I want to be very clear here.  I see a real distinction between real allergies and the “I can’t live around humans” thing.  Allergies suck.  And those who suffer feel like crap.  However, those I know the best who feel like crap the most when an allergy attack hits are also not likely to hide indoors in hopes of avoiding it.  I happen to have an “unknown” food allergy, for which I carry an Epi-Pen.  Trust me, it is fun to not know what can cause an attack. (It is currently believed that it is an additive, but without more attacks to narrow it down, it is unknown.  It is hard to pin down adult onset food allergies, so I was given an Epi-Pen and the advice of “eat slowly and go to the hospital if it happens again.”)  It makes eating an adventure.  However, I assure you that my reaction to this news was neither “I’ll cook all my own food.” NOR “I will stop eating.”  See, we live.  We go out and deal with it. I don’t go asking my club to find me a chef who will come to my house and make me dinner with only foods I KNOW are safe (though frankly the food I ate was “safe” until I reacted).  However, the personal chef sounds nice.  How about I just put that on my birthday list for next year, ok?

Comments (2)

  1. Hmm - I think I’m allergic to loud and obnoxious people. Can we find a way that everyone I need to deal with not be this way? And of course, they must come to my house, as I work at a school full of loud and obnoxious kids/teenagers. Oh - and they smell, especially after PE. Can we only deal with people who don’t sweat? I recently had a question at school about whether we could have a policy prohibiting people from wearing perfumes, because one volunteer wears a large amount and it causes one person a headache. Have we become so PC in this world that we can’t just ask someone not to wear perfume because they’re in close contact with another person? Just try banning perfume in a school - all those teenage girls and their “love’s baby soft” or whatever they wear these days! I told the person in question that invoking such a rule would lead to all sorts of problems/questions/workarounds - how about no scented shampoo or soap? Or detergent? You’re right - these people are crazy! Stop rubbernecking at the car wreck!

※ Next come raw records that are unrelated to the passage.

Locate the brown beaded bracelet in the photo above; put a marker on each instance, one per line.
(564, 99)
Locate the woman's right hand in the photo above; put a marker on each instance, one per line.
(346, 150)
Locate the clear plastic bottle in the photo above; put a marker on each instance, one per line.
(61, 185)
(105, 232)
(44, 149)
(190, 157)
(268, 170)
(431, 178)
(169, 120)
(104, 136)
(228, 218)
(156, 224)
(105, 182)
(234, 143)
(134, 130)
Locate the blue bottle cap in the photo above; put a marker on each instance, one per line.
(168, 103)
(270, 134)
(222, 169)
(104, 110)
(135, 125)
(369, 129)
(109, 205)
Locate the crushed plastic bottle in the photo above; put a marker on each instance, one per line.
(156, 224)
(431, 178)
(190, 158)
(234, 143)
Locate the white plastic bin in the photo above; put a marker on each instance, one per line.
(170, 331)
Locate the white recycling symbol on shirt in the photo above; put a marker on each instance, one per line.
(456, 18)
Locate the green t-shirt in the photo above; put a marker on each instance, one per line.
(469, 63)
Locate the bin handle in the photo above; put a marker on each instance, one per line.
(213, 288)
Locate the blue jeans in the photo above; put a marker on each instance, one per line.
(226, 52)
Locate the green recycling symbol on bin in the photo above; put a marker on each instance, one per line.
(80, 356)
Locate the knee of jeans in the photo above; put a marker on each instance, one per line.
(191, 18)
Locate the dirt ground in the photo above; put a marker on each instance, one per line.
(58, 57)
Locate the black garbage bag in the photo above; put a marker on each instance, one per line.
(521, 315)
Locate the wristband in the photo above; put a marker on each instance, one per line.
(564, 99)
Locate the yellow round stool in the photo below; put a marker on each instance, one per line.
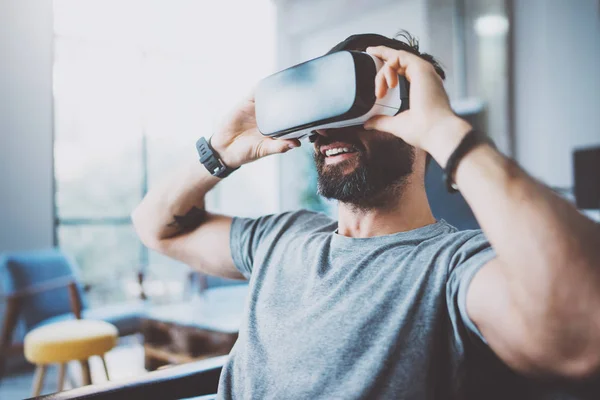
(61, 342)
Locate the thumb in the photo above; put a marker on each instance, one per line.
(383, 123)
(277, 146)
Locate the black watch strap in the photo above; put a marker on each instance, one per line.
(471, 140)
(211, 161)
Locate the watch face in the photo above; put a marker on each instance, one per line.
(334, 87)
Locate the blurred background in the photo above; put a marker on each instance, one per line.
(99, 99)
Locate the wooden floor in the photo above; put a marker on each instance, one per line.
(125, 361)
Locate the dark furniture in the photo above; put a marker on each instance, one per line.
(206, 326)
(184, 381)
(586, 171)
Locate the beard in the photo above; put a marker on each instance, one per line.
(377, 176)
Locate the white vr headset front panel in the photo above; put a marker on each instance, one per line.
(390, 104)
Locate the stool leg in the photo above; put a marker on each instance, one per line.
(85, 371)
(38, 379)
(61, 377)
(105, 367)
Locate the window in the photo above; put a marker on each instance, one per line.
(135, 84)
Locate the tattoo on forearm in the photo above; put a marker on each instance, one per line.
(188, 222)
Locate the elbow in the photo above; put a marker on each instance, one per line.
(580, 368)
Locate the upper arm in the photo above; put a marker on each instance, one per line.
(207, 248)
(491, 309)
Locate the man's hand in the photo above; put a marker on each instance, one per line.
(537, 303)
(239, 142)
(429, 124)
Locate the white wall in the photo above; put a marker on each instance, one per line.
(26, 194)
(557, 84)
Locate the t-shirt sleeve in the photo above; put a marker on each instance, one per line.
(474, 252)
(251, 236)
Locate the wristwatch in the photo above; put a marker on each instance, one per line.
(211, 160)
(471, 140)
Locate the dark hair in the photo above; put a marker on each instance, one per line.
(403, 40)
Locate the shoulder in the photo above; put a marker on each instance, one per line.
(297, 221)
(461, 246)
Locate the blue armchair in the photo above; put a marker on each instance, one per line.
(34, 286)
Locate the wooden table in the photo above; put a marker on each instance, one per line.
(201, 328)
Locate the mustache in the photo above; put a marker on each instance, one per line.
(339, 136)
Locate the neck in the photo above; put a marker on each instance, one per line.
(402, 212)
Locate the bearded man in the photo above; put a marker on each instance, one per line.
(386, 302)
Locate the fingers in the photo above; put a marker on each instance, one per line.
(398, 60)
(380, 85)
(385, 78)
(382, 123)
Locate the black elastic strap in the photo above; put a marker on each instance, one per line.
(211, 160)
(471, 140)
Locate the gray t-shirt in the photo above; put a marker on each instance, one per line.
(334, 317)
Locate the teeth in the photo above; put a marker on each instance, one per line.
(333, 152)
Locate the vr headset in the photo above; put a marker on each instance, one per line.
(332, 91)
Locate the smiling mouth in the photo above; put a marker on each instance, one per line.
(339, 150)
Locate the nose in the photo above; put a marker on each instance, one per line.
(316, 133)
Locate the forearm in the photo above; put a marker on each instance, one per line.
(174, 206)
(549, 252)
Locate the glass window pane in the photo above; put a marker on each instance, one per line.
(98, 163)
(108, 257)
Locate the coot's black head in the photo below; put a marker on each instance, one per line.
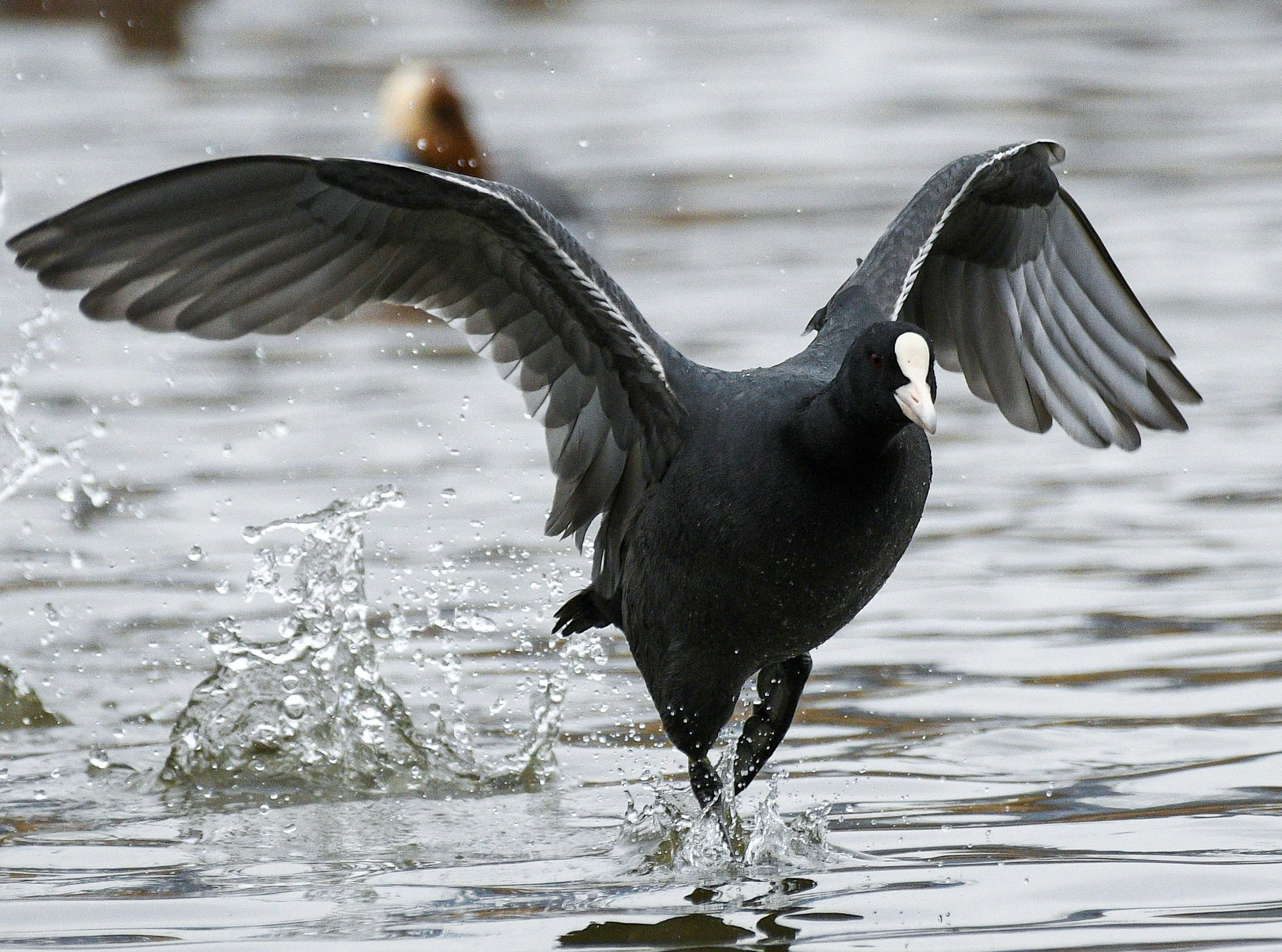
(888, 379)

  2. Actually, it’s just possible that this person is one of those dealing with a condition called Multiple Chemical Sensitivities. MCS is not connected with allergies, though some of its symptoms are similar. It can cause actual physical brain damage. It can bring on the nastiest of migraines, even for a minor exposure. One of my best friends - someone I know to be rational and sensible - deals with this condition daily; there are very few places she can go without causing herself a bad reaction, sometimes lasting for days on end. MCS isn’t imaginary. It isn’t pretty. It’s nasty, and the damage is permanent.